This week on Tracking––a weekly series in which we discuss our favorite songs of the year (you can check out the official list as the year progresses)––you can listen to additions from El-P, Florence + The Machine, Japandroids, How To Dress Well and MS MR. (Click on the arrows to navigate through the songs.)

El-P Cure4Cancer

El-P: $4Vic/FLT (1 of5)

El-P raps like he is in a Cormac McCarthy novel. His impossibly dense verses are steeped in paranoia and menace, conjuring up a post-apocalyptic world where no one is to be trusted. On paper, it is unclear why such an agreeable man chooses to make music behind a uniquely fierce artistic guise. However, when listening to “$4 Vic/FTL” – or any of the the tracks on his exceptional Cancer For Cure – those questions become irrelevant.
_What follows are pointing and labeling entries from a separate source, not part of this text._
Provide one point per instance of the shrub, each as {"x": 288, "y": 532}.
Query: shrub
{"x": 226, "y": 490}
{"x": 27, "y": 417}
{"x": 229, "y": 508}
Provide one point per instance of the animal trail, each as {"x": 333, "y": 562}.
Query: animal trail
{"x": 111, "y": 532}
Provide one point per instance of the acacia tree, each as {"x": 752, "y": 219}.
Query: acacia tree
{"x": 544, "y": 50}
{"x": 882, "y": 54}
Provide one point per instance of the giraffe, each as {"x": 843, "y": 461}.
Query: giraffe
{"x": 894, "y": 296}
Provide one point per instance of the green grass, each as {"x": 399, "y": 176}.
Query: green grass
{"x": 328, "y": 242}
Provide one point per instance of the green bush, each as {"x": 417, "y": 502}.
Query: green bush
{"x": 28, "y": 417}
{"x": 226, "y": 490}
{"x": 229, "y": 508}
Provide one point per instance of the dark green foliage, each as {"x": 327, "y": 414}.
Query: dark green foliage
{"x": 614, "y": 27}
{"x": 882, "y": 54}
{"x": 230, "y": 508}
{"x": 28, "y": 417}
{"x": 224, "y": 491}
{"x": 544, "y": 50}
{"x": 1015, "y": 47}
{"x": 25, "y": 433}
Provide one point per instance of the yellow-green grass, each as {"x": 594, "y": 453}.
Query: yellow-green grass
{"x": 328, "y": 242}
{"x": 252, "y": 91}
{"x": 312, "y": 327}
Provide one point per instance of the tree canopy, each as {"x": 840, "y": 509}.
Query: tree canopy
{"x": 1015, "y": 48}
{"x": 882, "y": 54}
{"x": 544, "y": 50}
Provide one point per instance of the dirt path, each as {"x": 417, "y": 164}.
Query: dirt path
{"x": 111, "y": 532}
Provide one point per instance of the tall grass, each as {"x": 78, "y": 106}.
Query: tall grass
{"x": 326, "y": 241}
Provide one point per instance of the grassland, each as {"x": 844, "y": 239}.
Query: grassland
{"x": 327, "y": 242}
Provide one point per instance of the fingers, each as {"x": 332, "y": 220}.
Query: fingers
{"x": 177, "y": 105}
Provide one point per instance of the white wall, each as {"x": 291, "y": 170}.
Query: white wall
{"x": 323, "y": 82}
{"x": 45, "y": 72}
It is an El-P track and it is exactly what he wants it to be.

“$4 Vic/FTL” is the most ambitious track on the album and the most complete picture of Jaime Meline's craft. Like much of El-P's production, the track takes on a number of different shapes throughout. The opening segment builds a heavy cloud of tension. Synths sputter and snarl alongside a driving bassline and, before the drums drop, El-P's lyrics set the stage: “there are ghosts here/ there's a presence there's a power/ for the tightrope over tank with the piranhas/ for the frazzled it's a moment it's a promise/ to be broke down to be lowdown to be honest/ another showdown with the woozy and the conscious.”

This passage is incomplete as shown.